Paul Khuong: some Lisp

Appending to a log: an introduction to the Linux dark arts

Jan 22nd, 2021 | Comments

This is a draft (essai ;) post. Feel free to share it with people, but I would prefer to avoid aggregators. Draft posts do not have stable URLs, and some may never make it out of that stage; you may instead want to link to the draft category page.

Appending to a log file can be a surprisingly complex affair on Linux, especially at high volumes. I’m not an I/O person, it’s always just been part of my yak shaving stack; over the years, I nevertheless managed to learn a few things and find some hidden gems on LKML. Every time I have to really write to a log, I end up re-googling for this stuff. No more. I’ll write it all down here; I hope it’s helpful, if not for you, then for me.
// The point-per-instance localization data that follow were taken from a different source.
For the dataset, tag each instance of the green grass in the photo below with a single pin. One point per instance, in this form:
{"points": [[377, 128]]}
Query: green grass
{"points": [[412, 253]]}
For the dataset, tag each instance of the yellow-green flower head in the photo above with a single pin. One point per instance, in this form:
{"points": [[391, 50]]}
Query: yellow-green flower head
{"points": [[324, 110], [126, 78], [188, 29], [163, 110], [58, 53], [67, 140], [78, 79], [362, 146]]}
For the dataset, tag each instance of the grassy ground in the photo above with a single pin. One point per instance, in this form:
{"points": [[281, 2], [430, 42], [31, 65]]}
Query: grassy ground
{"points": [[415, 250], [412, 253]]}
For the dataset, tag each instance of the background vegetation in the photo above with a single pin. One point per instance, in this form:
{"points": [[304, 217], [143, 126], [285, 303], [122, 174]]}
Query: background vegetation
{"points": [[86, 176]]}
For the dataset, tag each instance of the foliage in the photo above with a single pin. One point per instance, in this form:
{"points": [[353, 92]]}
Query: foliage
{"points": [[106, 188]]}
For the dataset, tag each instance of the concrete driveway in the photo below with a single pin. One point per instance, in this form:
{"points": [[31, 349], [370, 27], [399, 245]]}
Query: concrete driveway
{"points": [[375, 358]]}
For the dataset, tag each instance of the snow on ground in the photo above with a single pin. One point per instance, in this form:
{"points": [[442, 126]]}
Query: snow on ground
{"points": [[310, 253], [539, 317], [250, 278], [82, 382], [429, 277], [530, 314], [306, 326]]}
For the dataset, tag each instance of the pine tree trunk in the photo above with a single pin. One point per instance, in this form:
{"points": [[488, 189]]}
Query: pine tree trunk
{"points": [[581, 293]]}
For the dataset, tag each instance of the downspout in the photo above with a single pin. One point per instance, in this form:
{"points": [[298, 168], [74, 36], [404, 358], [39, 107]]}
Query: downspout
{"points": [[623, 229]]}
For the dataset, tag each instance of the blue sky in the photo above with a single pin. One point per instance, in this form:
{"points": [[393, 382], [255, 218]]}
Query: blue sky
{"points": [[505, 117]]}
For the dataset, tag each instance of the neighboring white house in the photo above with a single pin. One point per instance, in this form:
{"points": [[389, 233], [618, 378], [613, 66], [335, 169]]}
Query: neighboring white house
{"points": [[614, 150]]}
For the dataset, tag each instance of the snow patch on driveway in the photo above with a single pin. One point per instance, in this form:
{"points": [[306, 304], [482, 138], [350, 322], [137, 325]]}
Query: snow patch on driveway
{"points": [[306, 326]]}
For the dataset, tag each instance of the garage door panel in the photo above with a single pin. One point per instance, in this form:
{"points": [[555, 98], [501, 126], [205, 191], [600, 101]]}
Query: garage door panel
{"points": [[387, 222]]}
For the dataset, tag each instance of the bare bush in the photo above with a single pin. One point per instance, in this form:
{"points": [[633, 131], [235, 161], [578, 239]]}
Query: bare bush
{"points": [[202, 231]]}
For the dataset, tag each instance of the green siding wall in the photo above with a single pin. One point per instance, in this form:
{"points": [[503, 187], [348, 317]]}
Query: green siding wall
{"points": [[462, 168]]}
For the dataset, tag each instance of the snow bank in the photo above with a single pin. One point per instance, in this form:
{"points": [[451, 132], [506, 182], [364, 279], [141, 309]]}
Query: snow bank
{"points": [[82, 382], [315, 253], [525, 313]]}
Again, I’m not that interested in I/O, and only aim for decent performance in a good state, and something that doesn’t spiral awfully out of control in extreme situations. For peak I/O performance, I’d read what the people at scylla and vectorized have to say, or maybe https://github.com/glommer and https://github.com/axboe.

TL;DR: If you want to know the best way to write to a ton of data really fast, ask someone else. I can only help you avoid a couple mistakes with a bit of simple code.1

Here’s an overview of the baseline I’ll present:

  1. Let the kernel order writes with O_APPEND, and handle any (rare) issue on the read side, by making sure the data is self-synchronising.
  2. Use fdatasync to keep a tight leash on the kernel’s write buffering, while making sure to align write-out requests to avoid partial blocks.
  3. Trigger periodic maintenance, including fdatasync, with memoryless probabilistic counting.
  4. Erase old data by punching holes, again, with alignment to avoid zero-ing out partial blocks.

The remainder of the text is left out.